As it stands now, the Mets have $149.667 million committed to the 2019 team, according to Cot’s Contracts. It is worth noting that the above number includes all of Yoenis Cespedes and David Wright’s salaries and does not take into account any potential insurance money that the club will recoup. This figure includes $6.667 million to Familia in a back-loaded deal that will pay him $11.667 million in both 2020 and 2021. With respect to Ramos, the club will be paying him $8.25 million in 2019 and $9.25 million in 2020 with a club option for 2021 or a $1.5 million buyout for that season. This brings the total guaranteed commitment for Ramos to $19 million, which is very cost-effective for the level of production he has provided over the past three seasons.

Mets 2019 Payroll Updated

Player 2019 Salary
Player 2019 Salary
Yoenis Cespedes $29,000,000
Robinson Cano $19,000,000
David Wright $15,000,000
Jacob deGrom* $15,000,000
Todd Frazier $9,000,000
Juan Lagares $9,000,000
Wilson Ramos $8,250,000
Jason Vargas $8,000,000
Noah Syndergaard* $6,750,000
Jeurys Familia $6,666,667
Zack Wheeler* $5,500,000
Travis d'Arnaud* $4,000,000
Michael Conforto* $3,750,000
Steven Matz* $3,000,000
Kevin Plawecki* $2,000,000
Club Control (10) $5,750,000
* Arbitration estimates according to Cot's

Given the above commitments, is reasonable to expect that Van Wagenen will turn to the trade market in order to acquire talent or to free up money to spend on the open market. Previously, the team has been linked to A.J. Pollock and Andrew Miller, but both players are likely to command a multi-year contract with an annual salary north of $10 million, which would bring the Mets up to $160 million and could preclude them from addressing multiple areas of need.
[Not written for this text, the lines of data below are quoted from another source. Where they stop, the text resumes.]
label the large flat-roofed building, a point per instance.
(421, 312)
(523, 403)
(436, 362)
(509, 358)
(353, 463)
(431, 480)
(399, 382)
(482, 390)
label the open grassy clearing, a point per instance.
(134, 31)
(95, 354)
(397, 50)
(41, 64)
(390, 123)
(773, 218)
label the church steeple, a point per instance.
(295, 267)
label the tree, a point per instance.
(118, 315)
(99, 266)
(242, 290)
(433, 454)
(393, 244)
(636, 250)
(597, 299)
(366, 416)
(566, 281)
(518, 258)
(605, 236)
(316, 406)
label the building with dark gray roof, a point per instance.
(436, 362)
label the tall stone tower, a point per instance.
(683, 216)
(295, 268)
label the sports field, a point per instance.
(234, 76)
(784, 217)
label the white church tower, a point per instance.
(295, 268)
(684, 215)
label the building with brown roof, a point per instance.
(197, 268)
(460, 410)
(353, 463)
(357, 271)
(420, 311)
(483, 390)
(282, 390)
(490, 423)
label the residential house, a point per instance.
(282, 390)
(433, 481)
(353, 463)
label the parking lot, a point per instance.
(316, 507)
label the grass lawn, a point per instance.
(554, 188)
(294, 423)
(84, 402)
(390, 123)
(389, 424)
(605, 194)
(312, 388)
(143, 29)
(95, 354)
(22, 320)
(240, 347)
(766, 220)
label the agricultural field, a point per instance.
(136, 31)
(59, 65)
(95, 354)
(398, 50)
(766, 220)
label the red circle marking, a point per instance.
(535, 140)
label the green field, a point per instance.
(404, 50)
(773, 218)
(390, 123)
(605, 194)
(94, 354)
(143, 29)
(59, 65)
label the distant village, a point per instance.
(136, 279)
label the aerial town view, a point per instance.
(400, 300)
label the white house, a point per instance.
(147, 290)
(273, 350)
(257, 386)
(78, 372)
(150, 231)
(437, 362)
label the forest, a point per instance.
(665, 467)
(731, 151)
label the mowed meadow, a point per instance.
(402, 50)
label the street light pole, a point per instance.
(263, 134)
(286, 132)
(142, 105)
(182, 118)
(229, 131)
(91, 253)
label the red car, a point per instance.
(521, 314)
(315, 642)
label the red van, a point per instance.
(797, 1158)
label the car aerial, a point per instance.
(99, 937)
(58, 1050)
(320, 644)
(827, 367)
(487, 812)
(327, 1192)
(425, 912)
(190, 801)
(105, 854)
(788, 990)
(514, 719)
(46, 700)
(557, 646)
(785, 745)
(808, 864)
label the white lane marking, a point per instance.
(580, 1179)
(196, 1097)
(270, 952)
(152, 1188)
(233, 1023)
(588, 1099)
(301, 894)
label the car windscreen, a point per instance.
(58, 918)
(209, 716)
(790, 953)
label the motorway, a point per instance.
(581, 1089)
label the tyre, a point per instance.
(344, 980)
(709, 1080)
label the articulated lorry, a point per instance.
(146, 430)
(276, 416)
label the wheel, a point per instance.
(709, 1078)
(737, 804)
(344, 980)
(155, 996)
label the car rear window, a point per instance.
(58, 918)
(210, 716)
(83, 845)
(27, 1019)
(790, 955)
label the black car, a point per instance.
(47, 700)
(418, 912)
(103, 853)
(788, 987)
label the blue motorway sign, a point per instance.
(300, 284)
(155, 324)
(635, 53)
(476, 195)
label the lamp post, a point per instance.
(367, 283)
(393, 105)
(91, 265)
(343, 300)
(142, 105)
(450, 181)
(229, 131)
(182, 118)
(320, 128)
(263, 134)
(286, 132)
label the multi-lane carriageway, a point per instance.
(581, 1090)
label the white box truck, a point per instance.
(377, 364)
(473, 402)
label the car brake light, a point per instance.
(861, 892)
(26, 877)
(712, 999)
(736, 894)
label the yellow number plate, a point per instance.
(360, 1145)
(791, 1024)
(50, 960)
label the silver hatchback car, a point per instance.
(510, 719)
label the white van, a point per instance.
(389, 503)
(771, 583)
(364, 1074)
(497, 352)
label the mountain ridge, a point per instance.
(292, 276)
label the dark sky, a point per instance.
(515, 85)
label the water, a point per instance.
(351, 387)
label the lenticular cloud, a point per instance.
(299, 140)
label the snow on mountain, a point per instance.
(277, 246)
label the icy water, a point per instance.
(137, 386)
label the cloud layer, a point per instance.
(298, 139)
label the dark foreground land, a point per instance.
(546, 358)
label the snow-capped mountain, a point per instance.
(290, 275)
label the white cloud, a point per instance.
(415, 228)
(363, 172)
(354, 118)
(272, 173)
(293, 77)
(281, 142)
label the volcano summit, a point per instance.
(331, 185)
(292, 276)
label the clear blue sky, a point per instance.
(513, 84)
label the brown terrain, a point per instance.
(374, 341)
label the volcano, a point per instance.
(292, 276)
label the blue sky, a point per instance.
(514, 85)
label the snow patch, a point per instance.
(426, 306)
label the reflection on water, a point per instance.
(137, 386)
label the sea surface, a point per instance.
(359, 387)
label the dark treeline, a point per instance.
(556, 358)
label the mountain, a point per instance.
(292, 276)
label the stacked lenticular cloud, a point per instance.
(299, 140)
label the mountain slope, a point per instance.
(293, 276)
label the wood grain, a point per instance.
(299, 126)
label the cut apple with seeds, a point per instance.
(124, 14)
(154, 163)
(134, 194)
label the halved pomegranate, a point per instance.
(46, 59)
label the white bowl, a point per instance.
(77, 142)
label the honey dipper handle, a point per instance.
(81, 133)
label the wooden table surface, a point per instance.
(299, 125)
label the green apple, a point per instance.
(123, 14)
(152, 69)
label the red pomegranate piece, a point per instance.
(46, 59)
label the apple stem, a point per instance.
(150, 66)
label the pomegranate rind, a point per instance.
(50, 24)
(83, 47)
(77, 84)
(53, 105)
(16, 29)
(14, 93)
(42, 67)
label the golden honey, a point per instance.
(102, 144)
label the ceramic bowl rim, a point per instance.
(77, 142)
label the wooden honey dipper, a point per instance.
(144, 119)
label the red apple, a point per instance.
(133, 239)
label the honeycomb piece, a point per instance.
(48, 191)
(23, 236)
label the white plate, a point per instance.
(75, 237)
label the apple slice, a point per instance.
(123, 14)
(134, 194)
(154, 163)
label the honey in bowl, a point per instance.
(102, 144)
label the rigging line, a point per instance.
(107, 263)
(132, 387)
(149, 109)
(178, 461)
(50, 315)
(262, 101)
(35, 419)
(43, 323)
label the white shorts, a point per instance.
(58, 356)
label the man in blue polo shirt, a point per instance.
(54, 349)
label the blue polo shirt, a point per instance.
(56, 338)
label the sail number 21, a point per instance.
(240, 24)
The club will likely part with one of their two non-Ramos catchers prior to Opening Day, with Andy Martino saying that the club could be looking to trade Kevin Plawecki this offseason. If Plawecki remains on the roster, Travis d’Arnaud—who was tendered a contract earlier this offseason but is still recovering from Tommy John surgery—could be released during Spring Training and would only be subject to either 30 days’ termination pay or 45 days’ termination pay, depending on the date of his release. A move away from either Plawecki or d’Arnaud could save the team anywhere from $1.5-$3 million in 2019. The Mets are also reportedly looking to shop Juan Lagares, which could free up money for Pollock.
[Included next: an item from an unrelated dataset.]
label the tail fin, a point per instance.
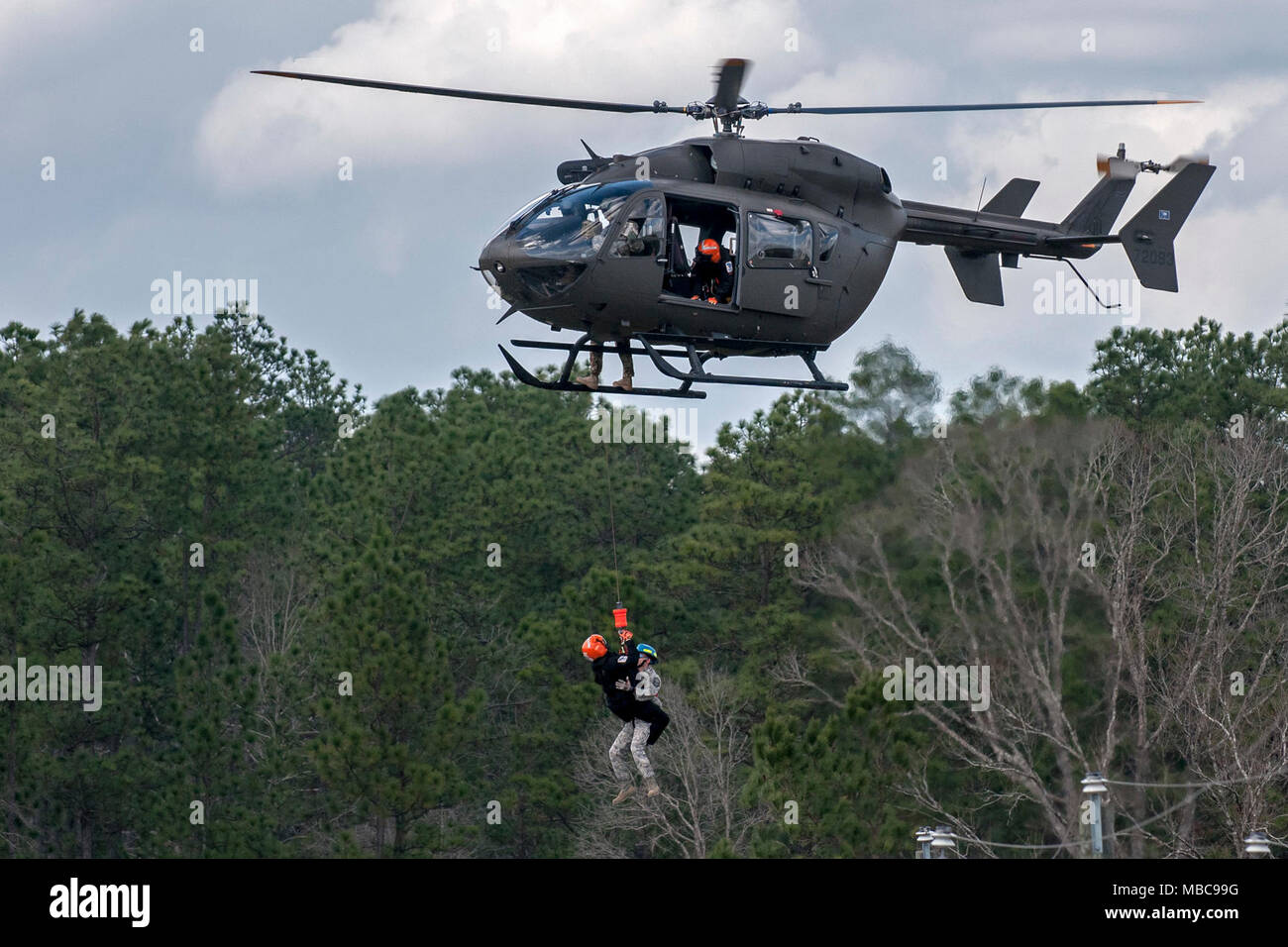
(1147, 236)
(1100, 208)
(1013, 198)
In examining the long-term outlook, the Mets have $85.167 million in commitments going into 2020. In 2021, the club has $33.417 million committed to two players—Cano and Familia—along with the Ramos club option. This still leaves them in a very favorable position to offer long-term deals to free agents and potentially extend some of their assets—namely, Jacob deGrom—especially if they backload deals like they did with Familia.

It remains to be seen what the final Opening Day roster will look like, but Van Wagenen has done an admirable job of recognizing his restrictions and working around them to construct the best possible on-field product heading into 2019.